You wouldn't know it but I'm very good at: Drawing. Surprised myself, even. Took a drawing class on a whim a couple of years back and found out that I could actually produce something that didn't look like it was done by a five-year-old. And math. I was planning on being a math teacher at one point, before I realized that meant I'd be spending the rest of my life in high school, a place I'd hated the first time around.

I am no good at: Cleaning. I hate it. Why bother? Things just get messed up again as soon as you're done.

A book that changed me: The Sound and the Fury: the first book I had to read more than once before I understood what was going on. And Ulysses, because it was the first book I've ever put down without finishing it out of pure irritation. There's a difference between being difficult to read and daring the reader to make some sense out of you.
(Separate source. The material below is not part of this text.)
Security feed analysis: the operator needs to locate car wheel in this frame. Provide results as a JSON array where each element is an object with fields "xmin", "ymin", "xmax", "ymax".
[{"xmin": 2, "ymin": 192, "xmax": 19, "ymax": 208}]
Movie heaven: I'm all over the map here. The Sting, Sense and Sensibility, The Grifters, Strictly Ballroom, The Music Man, Silverado, The Crying Game....this list will probably change tomorrow.

Comfort eating: A great big bowl of oatmeal, with brown sugar, bananas, raisins, and a few chopped pecans.

When I was a child I wanted to be: An author, a music teacher, Shirley Temple (yes, really!).

All my spare money goes on: CDs, beads, yarn, embroidery stuff, scrapbooking supplies (that's just lately). Or books/magazines about beading, knitting, embroidery, and scrapbooking.

At night I dream of: Lately, it's been people I've lost touch with. I also have a panic nightmare that crops up once in a while: I am late for a final exam in a class I forgot I signed up for and cannot drop. I usually wake up from that one with my heart hammering in my chest, until I remind myself I'm not in school anymore.

My favorite building: My parents' log home in the middle of the woods, the one they've dreamed and planned and saved for since shortly after they were married, and finally moved into this past August.

My biggest regret: Spending so much time, care, love, and energy on someone who later proved to me he wasn't worth it.

If I wasn't me, I'd like to be: J.K. Rowling: because she's doing what she loves, and she has people who love what she's doing. The money wouldn't be bad either.

My favorite artists: Edmund Blair Leighton, Claude Monet, Jan van Eyck, Vermeer, Rodin, Dennis O'Hara (a photographer in Minnesota. Takes great nature photographs), Cheryl Butchko (watercolor artist I lived down the hall from when I went to college).

The soundtrack of my life: Again, all over the map, and this will probably change tomorrow. Beolach (Nova Scotian Celtic band), Fall Out Boy, U2, Sarah McLachlan, JS Bach, Karl Jenkins, Johnny Cash, Green Day, Violent Femmes, the Beatles, Gaelic Storm.

Best invention ever: The printing press, the light bulb, indoor plumbing.